Parallèlement aux travaux menés pour améliorer la propulsion, les ingénieurs de Peenemünde cherchaient également à augmenter la portée du missile en modifiant la configuration même de la fusée. Dès 1940, bien avant le premier vol de l’A4 /V2, les ingénieurs avaient suggéré que la vitesse d’impact du missile (environ 875 mètre / seconde) et l’énorme énergie cinétique qui en résultait pouvaient être mieux utilisées pour augmenter la portée. Ceci devait être réalisé en dotant le missile de surfaces ailées autorisant une trajectoire aérodynamique avec des ondulations. Une fois parvenue à l’apogée de sa trajectoire balistique, après arrêt du moteur-fusée, l’ajout de surfaces portantes permettait à l’A4b de planer dans les couches supérieures de la haute-atmosphère au lieu de replonger directement vers le sol. L’A4b utilisait ainsi l’accélération acquise pour prolonger sa durée de vol et entamer sa descente selon un angle d’incidence beaucoup plus faible. D’où un accroissement notable de la portée qui passa à 450  km en utilisant le moteur classique de l’A4 et même à 650 km en utilisant les nouveaux propergols VISOL et SALBEI. Soit le double de la distance d’une fusée A4 / V2… Pour obtenir ce gain de distance, des ailes en forte flèche profilées pour le vol supersonique furent conçues. Il n’existait alors aucune réalisation équivalente au monde dans ce domaine et une longue série d’essais en soufflerie fut nécessaire en août 1944 pour valider le dessin de la voilure.

Pour accélérer la mise au point du missile, il fut décidé d’effectuer les premiers tests en vol avec une fusée A4 équipée d’ailes, mais dotée d’un moteur classique à oxygène liquide et alcool.

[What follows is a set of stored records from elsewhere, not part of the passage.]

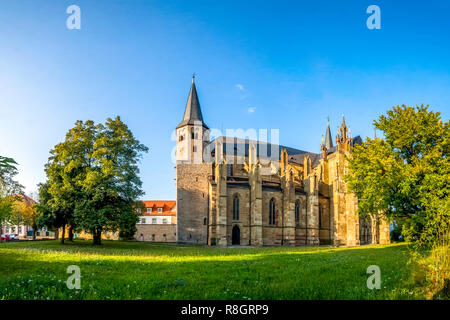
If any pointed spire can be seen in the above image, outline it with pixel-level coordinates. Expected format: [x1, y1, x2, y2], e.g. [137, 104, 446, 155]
[325, 119, 333, 150]
[177, 74, 209, 129]
[341, 112, 347, 140]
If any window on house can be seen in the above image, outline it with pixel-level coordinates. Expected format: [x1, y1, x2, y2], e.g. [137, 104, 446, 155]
[269, 198, 275, 225]
[227, 164, 233, 177]
[233, 195, 239, 220]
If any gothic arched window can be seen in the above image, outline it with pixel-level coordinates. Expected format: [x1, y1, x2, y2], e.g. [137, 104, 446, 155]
[269, 198, 275, 225]
[319, 205, 323, 229]
[295, 200, 300, 224]
[233, 195, 239, 220]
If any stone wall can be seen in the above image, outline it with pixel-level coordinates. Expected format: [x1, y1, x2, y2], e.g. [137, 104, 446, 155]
[134, 224, 177, 242]
[176, 163, 211, 244]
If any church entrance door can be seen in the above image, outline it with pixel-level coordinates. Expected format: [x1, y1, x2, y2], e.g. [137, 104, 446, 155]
[231, 226, 241, 245]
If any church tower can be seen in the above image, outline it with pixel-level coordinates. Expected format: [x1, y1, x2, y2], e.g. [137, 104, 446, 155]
[176, 76, 209, 164]
[176, 77, 212, 244]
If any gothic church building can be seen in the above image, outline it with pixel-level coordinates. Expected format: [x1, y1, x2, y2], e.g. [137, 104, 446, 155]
[176, 79, 390, 246]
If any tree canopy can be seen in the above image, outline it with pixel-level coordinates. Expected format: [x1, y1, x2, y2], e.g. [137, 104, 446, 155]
[346, 105, 450, 248]
[39, 117, 148, 244]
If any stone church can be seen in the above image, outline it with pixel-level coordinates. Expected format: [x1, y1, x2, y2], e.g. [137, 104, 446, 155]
[176, 78, 390, 246]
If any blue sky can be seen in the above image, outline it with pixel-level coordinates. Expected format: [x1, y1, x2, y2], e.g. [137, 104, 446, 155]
[0, 0, 450, 199]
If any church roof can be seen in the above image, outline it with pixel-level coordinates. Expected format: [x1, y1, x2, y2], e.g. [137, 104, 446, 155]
[209, 136, 362, 167]
[177, 77, 209, 129]
[210, 136, 310, 160]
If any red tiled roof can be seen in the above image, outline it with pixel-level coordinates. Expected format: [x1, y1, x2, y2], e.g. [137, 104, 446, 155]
[142, 200, 177, 216]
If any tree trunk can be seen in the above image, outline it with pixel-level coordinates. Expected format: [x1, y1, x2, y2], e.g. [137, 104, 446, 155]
[61, 225, 66, 244]
[94, 229, 102, 245]
[69, 225, 73, 241]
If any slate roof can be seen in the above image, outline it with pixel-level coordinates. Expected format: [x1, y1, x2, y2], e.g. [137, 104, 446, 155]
[177, 77, 209, 129]
[209, 136, 362, 167]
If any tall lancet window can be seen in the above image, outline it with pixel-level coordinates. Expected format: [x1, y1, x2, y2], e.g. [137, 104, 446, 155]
[269, 198, 275, 226]
[233, 194, 239, 220]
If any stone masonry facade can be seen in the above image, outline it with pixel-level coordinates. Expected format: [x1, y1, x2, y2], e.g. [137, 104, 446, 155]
[176, 81, 390, 246]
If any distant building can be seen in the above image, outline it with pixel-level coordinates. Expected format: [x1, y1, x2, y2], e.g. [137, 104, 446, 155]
[0, 194, 55, 240]
[135, 200, 177, 242]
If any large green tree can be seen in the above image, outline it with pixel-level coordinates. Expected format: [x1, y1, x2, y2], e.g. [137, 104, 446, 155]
[0, 156, 23, 239]
[346, 105, 450, 245]
[41, 117, 148, 244]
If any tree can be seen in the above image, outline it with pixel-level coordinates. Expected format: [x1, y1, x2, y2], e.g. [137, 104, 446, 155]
[345, 105, 450, 245]
[0, 156, 23, 241]
[40, 117, 148, 244]
[35, 181, 67, 244]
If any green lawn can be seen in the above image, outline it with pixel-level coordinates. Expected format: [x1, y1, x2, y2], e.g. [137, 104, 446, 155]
[0, 240, 423, 300]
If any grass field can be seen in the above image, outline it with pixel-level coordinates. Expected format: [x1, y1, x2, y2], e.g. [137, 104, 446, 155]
[0, 240, 423, 300]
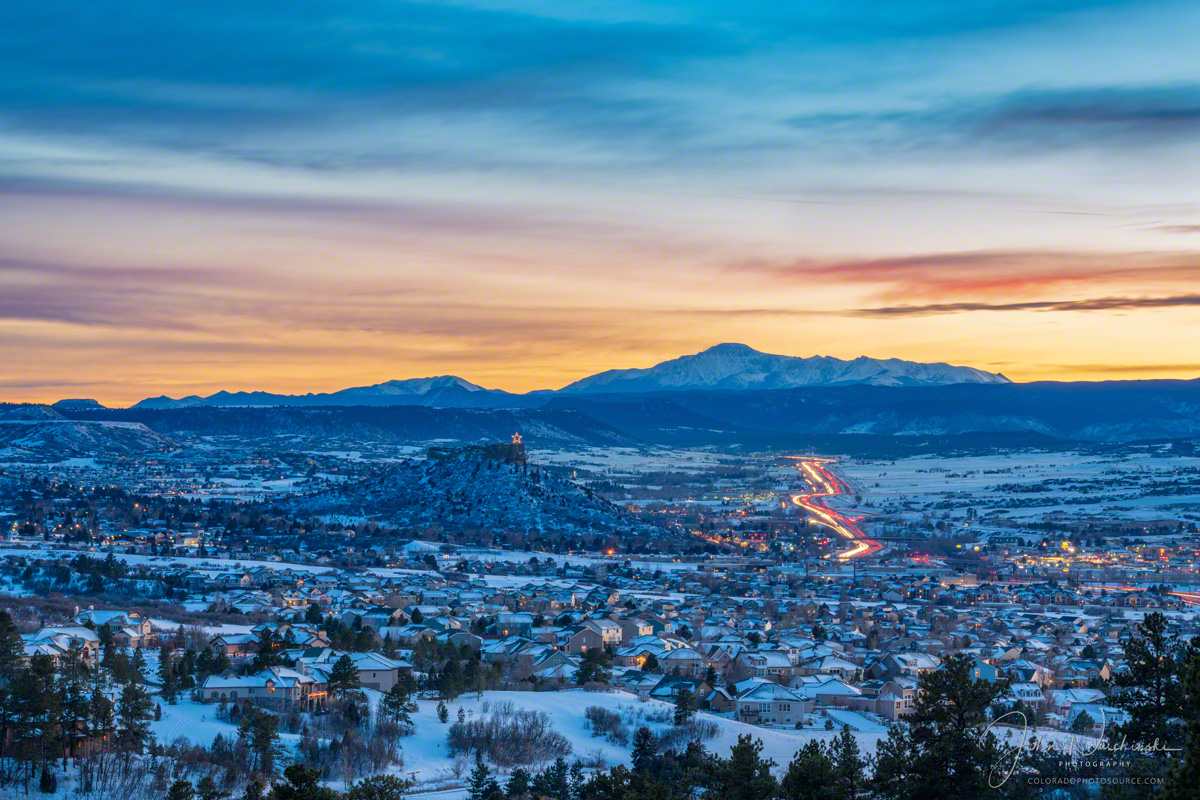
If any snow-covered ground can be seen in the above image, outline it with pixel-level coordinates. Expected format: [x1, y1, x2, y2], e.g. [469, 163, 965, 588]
[835, 446, 1200, 521]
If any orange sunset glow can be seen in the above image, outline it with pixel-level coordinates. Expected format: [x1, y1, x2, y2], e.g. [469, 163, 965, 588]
[0, 4, 1200, 404]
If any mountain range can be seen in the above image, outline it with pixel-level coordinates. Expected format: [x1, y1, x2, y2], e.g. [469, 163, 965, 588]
[129, 344, 1010, 409]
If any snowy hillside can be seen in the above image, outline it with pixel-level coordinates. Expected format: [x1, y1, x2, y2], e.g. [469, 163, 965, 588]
[133, 375, 508, 409]
[0, 405, 182, 461]
[283, 457, 662, 536]
[562, 344, 1009, 393]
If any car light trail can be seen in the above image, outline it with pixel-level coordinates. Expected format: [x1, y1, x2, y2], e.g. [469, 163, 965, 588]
[792, 458, 883, 561]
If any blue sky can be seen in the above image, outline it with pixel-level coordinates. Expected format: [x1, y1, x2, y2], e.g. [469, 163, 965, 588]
[0, 1, 1200, 402]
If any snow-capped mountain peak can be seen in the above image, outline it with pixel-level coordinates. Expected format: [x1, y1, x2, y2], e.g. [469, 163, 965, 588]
[562, 343, 1009, 393]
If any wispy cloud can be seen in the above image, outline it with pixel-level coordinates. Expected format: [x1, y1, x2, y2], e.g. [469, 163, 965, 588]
[846, 295, 1200, 317]
[728, 249, 1200, 297]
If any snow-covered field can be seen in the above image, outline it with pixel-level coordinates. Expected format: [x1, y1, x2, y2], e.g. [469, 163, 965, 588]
[836, 446, 1200, 521]
[151, 690, 886, 789]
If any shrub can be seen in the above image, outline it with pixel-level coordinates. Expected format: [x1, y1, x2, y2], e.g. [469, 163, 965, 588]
[583, 705, 629, 747]
[659, 717, 721, 751]
[446, 704, 571, 768]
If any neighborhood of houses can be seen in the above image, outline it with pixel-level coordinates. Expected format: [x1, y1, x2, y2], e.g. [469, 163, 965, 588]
[14, 554, 1171, 732]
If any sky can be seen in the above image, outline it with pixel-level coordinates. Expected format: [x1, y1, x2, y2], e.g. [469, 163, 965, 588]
[0, 0, 1200, 404]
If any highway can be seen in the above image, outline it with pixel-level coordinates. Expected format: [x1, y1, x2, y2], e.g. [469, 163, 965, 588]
[792, 458, 883, 561]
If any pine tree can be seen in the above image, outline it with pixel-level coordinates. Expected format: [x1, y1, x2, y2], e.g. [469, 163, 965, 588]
[116, 682, 154, 757]
[827, 726, 869, 800]
[504, 766, 529, 800]
[0, 610, 25, 682]
[674, 686, 696, 724]
[704, 734, 775, 800]
[467, 753, 493, 800]
[167, 778, 196, 800]
[630, 726, 658, 772]
[871, 655, 1025, 800]
[130, 650, 146, 684]
[1163, 652, 1200, 800]
[196, 775, 230, 800]
[379, 682, 416, 729]
[329, 655, 360, 697]
[779, 739, 835, 800]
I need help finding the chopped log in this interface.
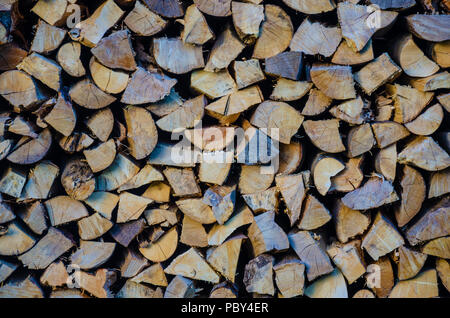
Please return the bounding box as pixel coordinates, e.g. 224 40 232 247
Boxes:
406 14 450 42
139 227 178 263
69 79 116 109
204 26 245 72
372 121 410 148
252 4 294 59
163 168 201 197
355 53 402 95
337 2 398 52
96 153 139 191
206 235 246 283
251 101 303 144
0 167 27 198
375 144 397 181
153 38 205 74
361 212 404 261
39 261 69 288
156 95 203 132
45 196 89 226
410 72 450 92
397 246 427 280
175 199 216 224
131 263 168 287
78 269 116 298
305 269 348 298
311 155 345 196
347 124 375 158
115 280 163 298
0 70 47 109
83 139 116 172
89 57 129 94
366 256 394 298
398 136 450 171
58 132 94 154
69 0 125 47
265 51 303 81
70 241 116 269
331 40 374 66
330 156 364 192
117 192 153 223
124 1 167 36
429 41 450 68
243 254 275 296
78 213 114 240
205 85 263 125
23 161 59 199
0 276 44 298
18 227 74 269
422 237 450 258
191 70 236 99
310 64 356 100
164 275 199 298
164 248 219 283
144 0 184 18
327 241 366 285
289 19 342 57
233 59 265 89
86 108 114 142
273 255 305 298
395 165 426 227
392 34 439 77
242 187 278 213
342 175 394 210
43 95 77 137
330 97 365 125
428 169 450 199
303 119 345 153
270 78 313 101
297 194 331 231
30 0 68 25
208 206 254 246
121 67 177 105
84 192 119 220
17 201 47 235
231 1 265 44
31 20 66 54
180 215 208 247
389 269 439 298
387 84 434 123
288 231 333 281
0 220 36 256
61 159 95 201
142 182 171 203
56 42 86 77
283 0 336 14
275 174 304 226
248 211 289 256
436 258 450 290
0 43 28 71
405 104 444 136
302 88 333 116
109 218 145 247
239 165 274 194
352 289 375 298
406 198 450 245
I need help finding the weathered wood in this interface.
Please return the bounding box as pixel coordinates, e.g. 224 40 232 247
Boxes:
289 19 342 57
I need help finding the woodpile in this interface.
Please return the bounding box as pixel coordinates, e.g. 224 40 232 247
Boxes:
0 0 450 298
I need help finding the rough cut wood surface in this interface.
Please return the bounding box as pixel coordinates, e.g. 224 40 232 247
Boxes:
0 0 450 300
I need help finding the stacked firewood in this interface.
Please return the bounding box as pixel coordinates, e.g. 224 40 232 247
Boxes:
0 0 450 298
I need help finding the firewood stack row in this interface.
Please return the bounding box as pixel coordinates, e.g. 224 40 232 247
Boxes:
0 0 450 298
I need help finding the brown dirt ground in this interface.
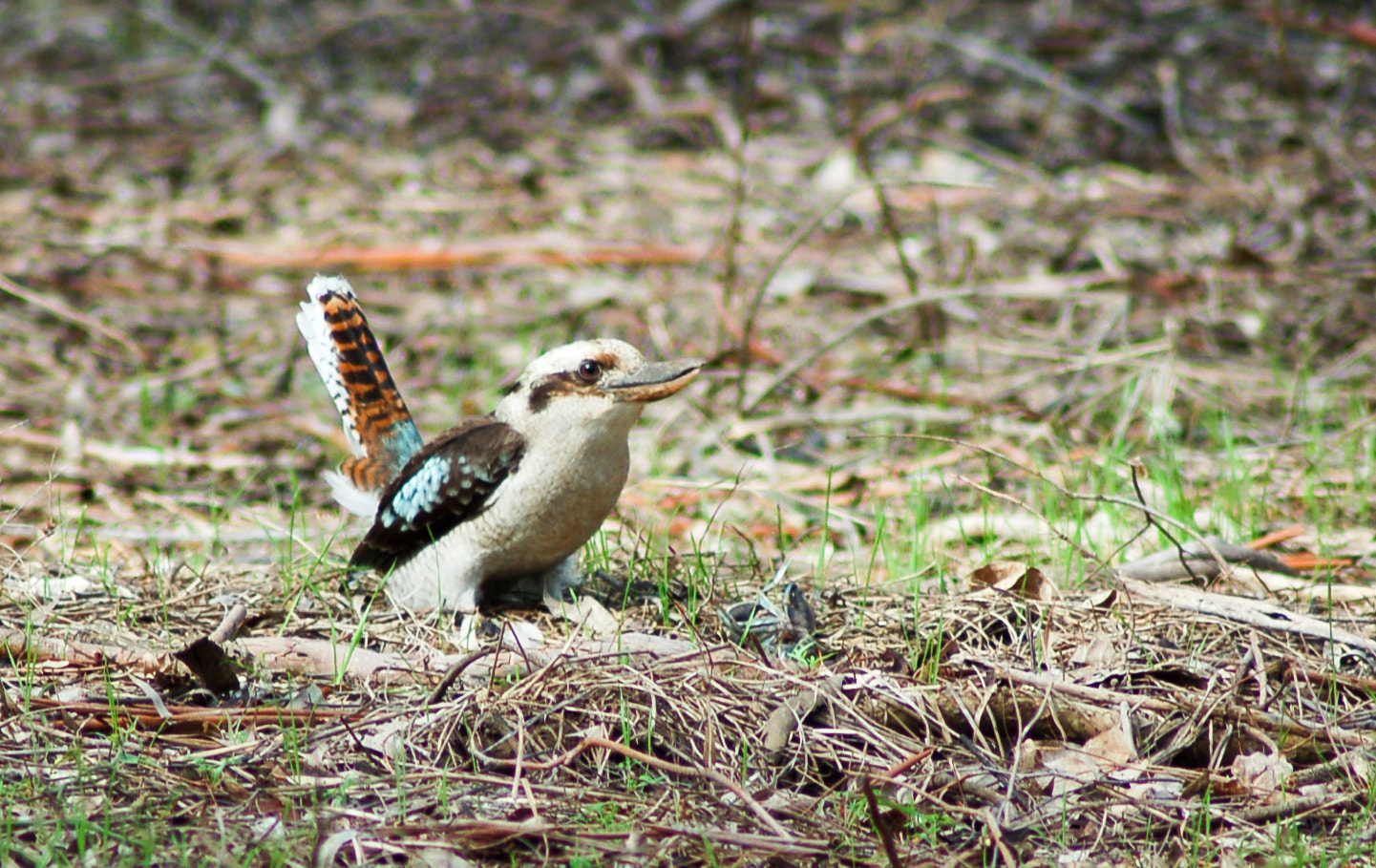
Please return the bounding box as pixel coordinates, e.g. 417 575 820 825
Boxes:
0 0 1376 865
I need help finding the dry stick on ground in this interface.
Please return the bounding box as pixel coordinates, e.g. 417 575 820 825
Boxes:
506 736 794 840
1127 458 1205 583
956 476 1376 655
930 434 1227 569
721 0 764 413
992 666 1376 749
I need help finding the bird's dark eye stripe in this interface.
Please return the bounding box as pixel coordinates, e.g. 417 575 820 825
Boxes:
578 359 602 382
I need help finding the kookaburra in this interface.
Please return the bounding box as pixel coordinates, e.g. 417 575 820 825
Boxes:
296 277 702 612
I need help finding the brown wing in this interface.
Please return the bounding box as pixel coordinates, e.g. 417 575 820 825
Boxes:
349 416 525 572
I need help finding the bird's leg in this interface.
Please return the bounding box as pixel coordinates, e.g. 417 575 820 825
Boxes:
540 552 583 605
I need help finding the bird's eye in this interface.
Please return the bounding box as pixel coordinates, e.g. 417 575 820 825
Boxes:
578 359 602 382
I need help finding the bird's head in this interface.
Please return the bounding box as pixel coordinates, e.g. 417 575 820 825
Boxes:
497 338 702 436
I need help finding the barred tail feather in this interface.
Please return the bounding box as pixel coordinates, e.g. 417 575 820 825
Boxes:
296 275 421 495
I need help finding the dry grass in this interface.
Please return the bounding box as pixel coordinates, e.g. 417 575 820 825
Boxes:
0 3 1376 865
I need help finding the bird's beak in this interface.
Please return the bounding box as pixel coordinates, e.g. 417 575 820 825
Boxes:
603 359 702 405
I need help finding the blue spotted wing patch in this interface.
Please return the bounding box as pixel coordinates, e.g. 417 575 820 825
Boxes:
349 416 525 572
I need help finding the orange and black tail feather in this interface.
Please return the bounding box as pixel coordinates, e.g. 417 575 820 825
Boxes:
296 275 422 512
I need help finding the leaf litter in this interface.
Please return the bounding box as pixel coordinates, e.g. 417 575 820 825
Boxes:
0 3 1376 865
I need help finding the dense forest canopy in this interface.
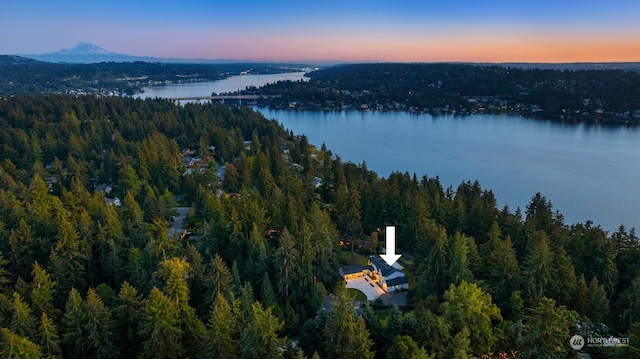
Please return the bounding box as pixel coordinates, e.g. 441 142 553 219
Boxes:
246 63 640 122
0 95 640 359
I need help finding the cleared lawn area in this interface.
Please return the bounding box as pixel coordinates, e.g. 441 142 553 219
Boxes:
347 288 367 302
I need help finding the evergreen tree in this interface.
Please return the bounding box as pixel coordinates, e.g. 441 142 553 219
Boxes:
202 293 241 359
588 277 609 323
205 253 233 305
62 288 87 358
324 288 373 359
518 298 577 359
276 228 298 299
38 312 62 358
260 272 278 313
114 282 143 357
9 292 37 340
240 302 282 359
51 215 87 308
447 232 473 285
447 326 473 359
522 234 557 305
31 262 60 319
441 281 502 355
83 288 120 358
551 245 577 305
387 335 435 359
486 237 521 310
0 328 42 359
140 287 182 358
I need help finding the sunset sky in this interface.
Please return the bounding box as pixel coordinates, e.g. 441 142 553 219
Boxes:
5 0 640 62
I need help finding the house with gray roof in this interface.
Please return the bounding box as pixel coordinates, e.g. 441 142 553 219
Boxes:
340 256 409 292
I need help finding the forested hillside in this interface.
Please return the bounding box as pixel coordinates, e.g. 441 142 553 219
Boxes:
0 95 640 359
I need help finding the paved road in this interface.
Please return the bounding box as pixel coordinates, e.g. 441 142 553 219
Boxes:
167 207 189 237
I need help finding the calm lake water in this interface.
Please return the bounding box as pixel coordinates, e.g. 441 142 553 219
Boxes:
135 73 640 231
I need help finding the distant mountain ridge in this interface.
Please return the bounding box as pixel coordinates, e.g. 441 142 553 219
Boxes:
18 42 250 64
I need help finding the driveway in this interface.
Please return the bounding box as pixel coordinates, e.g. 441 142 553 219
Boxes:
347 276 384 300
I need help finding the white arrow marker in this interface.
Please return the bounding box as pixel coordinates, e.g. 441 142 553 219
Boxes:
380 226 402 266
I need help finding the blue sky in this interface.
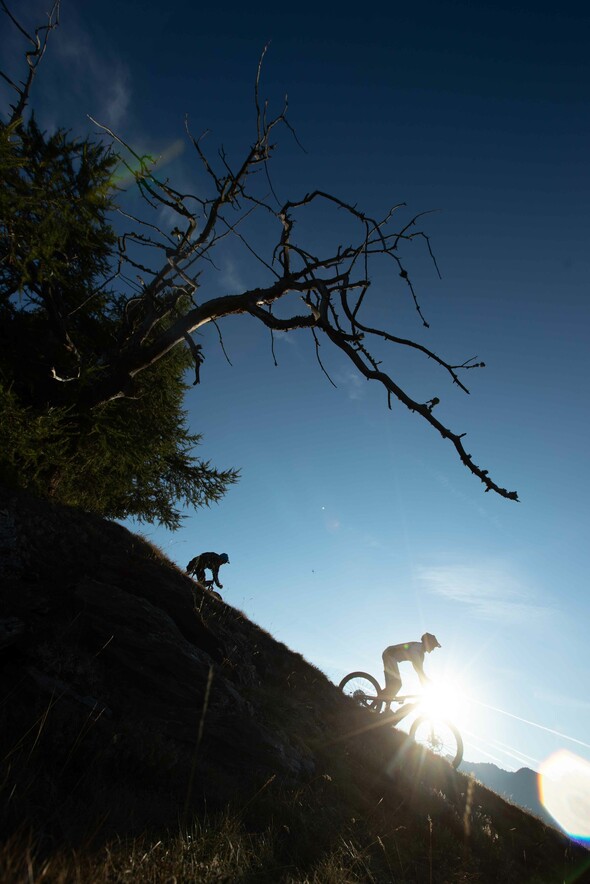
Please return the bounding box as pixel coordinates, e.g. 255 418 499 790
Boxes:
5 0 590 816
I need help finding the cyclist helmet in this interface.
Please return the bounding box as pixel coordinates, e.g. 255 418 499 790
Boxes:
422 632 442 651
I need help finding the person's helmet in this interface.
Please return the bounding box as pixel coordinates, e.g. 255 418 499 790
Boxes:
422 632 442 651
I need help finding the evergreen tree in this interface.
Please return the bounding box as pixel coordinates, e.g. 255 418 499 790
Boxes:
0 118 237 528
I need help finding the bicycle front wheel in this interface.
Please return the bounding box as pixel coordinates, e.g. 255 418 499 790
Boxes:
338 672 384 712
410 717 463 768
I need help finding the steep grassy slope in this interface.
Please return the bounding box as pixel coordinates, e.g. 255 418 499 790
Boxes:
0 489 590 884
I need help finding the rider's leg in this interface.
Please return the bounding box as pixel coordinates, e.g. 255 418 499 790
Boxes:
383 648 402 700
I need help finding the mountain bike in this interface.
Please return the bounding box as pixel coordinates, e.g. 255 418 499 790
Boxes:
338 672 463 768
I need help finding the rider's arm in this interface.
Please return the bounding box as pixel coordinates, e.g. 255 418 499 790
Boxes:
412 657 430 684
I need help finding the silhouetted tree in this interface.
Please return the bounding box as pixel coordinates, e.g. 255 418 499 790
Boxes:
2 0 517 508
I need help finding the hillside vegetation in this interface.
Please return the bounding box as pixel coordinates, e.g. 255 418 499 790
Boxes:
0 488 590 884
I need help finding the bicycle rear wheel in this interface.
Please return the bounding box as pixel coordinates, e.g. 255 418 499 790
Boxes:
338 672 385 712
410 717 463 768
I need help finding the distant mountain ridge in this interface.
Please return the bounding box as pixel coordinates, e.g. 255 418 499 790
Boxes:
459 761 556 826
0 483 590 884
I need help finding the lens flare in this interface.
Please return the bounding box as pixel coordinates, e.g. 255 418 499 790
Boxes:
539 749 590 843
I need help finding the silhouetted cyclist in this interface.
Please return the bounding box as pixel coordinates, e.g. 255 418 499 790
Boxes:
383 632 441 700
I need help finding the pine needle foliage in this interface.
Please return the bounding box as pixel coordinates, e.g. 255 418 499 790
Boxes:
0 116 238 529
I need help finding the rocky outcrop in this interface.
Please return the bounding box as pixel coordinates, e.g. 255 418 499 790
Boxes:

Le 27 décembre 1944, un premier prototype ailé de l’A4b fut tiré du pas de tir n° X de Peenemünde, mais le système de guidage tomba en panne presque aussitôt, déstabilisant la trajectoire de la fusée. Une seconde tentative effectuée du même pas de tir le 8 janvier 1945 se solda par un nouvel échec, dû cette fois à un défaut de la structure. Mais le 24 janvier 1945, un troisième prototype A4b fut lancé avec succès et passa sans difficulté le mur du son. Il atteignit une vitesse finale de 1320 mètres/seconde (4752 km/h) à une altitude de 80’000 mètres… von Braun tenait enfin son missile optimisé ! La chute rapide du IIIe Reich ne permit toutefois pas de procéder à d’autres lancements. Quelques semaines plus tard, von Braun et Dornberger évacuaient Peenemünde pour échapper à l’avance des Soviétiques, emportant avec eux ou détruisant le matériel et les documents sensibles. Le concept de l’A4b ailée, presque abouti, resta donc à jamais inachevé…

La A4b piloté…mythe et réalité

On trouve parfois mention d’un vague projet de fusée A4b pilotée, mais cela demeure généralement flou et les informations éparses sont souvent contradictoires, quand elles ne résultent pas d’une évidente confusion entre les différents projets développés à Peenemünde. Disons le d’emblée : il s’agit d’un mythe sans aucun fondement : à aucun moment, les Allemands n’ont envisagé de produire en série et à grande échelle une fusée A4b intégrant un poste de pilotage. L’A4b était un missile ailé à longue portée, radio-contrôlé à distance et dont le guidage reposait sur un système complexe de gyroscopes et d’accéléromètre intégrateur. C’était une sorte de super-V2 optimisé et équipé d’une voilure, mais rien de plus…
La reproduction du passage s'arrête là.